Hey yall, unfortunately Ava just stopped crafting    Im checking if anyone else is making anything, but in the meantime Everyone is still welcome to see Celeste and kicks!


----------



## Matt0106 (Apr 29, 2020)

Chenny said:


> Hey yall, unfortunately Ava just stopped crafting    Im checking if anyone else is making anything, but in the meantime Everyone is still welcome to see Celeste and kicks!



I'm interested!


----------



## Proxy6228420 (Apr 29, 2020)

Would love to stop by~ I have hybrids I can bring as a tip


----------



## Chenny (Apr 29, 2020)

Nooblord said:


> Is Ava still crafting?


Sorry, she stopped a bit ago


----------



## Nooblord (Apr 29, 2020)

It’s ok, may I visit for Celeste?


----------



## Ruby Rose (Apr 29, 2020)

I would love to visit Celeste if this is still going on!


----------



## Chenny (Apr 29, 2020)

Everdeen said:


> Hi if you're still accepting people I've love to come!


Hey there! Will send u the code


----------



## Matt0106 (Apr 29, 2020)

Yeah I only need Celeste


----------



## Chenny (Apr 29, 2020)

I’ll dm everyone the code when it’s your turn!


----------



## Ruby Rose (Apr 29, 2020)

I know you posted the code publicly but-is it okay? Don't wanna barge in if you're not ready!

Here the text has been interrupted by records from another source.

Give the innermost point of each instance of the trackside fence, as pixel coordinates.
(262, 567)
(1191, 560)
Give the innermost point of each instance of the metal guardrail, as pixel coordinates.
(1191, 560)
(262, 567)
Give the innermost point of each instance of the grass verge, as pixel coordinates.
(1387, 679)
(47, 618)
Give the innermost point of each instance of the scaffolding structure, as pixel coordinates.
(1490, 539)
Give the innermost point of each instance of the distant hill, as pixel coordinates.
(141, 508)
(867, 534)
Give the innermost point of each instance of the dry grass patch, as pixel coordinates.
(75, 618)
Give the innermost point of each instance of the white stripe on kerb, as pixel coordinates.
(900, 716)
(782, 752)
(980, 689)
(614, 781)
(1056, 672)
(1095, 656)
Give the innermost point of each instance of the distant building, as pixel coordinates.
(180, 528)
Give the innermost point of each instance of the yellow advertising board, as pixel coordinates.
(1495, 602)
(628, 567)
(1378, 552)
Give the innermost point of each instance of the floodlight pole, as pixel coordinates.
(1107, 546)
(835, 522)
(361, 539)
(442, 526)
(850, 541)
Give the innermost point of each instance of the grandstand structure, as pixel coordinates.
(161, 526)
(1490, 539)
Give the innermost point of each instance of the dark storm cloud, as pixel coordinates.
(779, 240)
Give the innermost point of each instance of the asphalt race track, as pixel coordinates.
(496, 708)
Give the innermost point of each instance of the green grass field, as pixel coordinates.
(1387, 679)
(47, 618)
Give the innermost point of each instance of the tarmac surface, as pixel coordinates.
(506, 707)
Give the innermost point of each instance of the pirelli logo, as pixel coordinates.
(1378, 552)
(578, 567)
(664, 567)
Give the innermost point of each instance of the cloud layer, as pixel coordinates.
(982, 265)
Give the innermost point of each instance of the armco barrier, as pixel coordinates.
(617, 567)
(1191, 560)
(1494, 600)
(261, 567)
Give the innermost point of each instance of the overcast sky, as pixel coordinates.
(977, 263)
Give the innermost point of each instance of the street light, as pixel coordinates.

Edit: Saw your last post! Waiting~


----------



## Chenny (Apr 29, 2020)

Ruby Rose said:


> I know you posted the code publicly but-is it okay? Don't wanna barge in if you're not ready!
> 
> Edit: Saw your last post! Waiting~


Thx for your patience! Will get to you ASAP 

	Post automatically merged: Apr 29, 2020

Closed the thread, but will still get to everyone who’s waiting!


----------



## Nooblord (Apr 30, 2020)

Sorry, had to do something. Digging up some hybrids now and I’ll be right over.


----------



## Chenny (Apr 30, 2020)

Bump! (Reopened)

thank you guys who already visited for being so friendly and generous! You guys make playing this game fun


----------



## Reginald Fairfield (Apr 30, 2020)

Chenny said:


> Thx for your patience! Will get to you ASAP
> 
> Post automatically merged: Apr 29, 2020
> 
> Closed the thread, but will still get to everyone who’s waiting!


Is this still happening?


----------



## morthael (Apr 30, 2020)

interested in stopping by!


----------



## chibihime143 (Apr 30, 2020)

I'd love to stop by if youre still open!


----------



## Farobi (Apr 30, 2020)

Wanna hop in


----------



## Aliya (Apr 30, 2020)

I'd love to stop by!


----------



## atriosocool (Apr 30, 2020)

I would love to come visit!


----------



## Chenny (Apr 30, 2020)

Thanks yall for your visits and kind gifts!


----------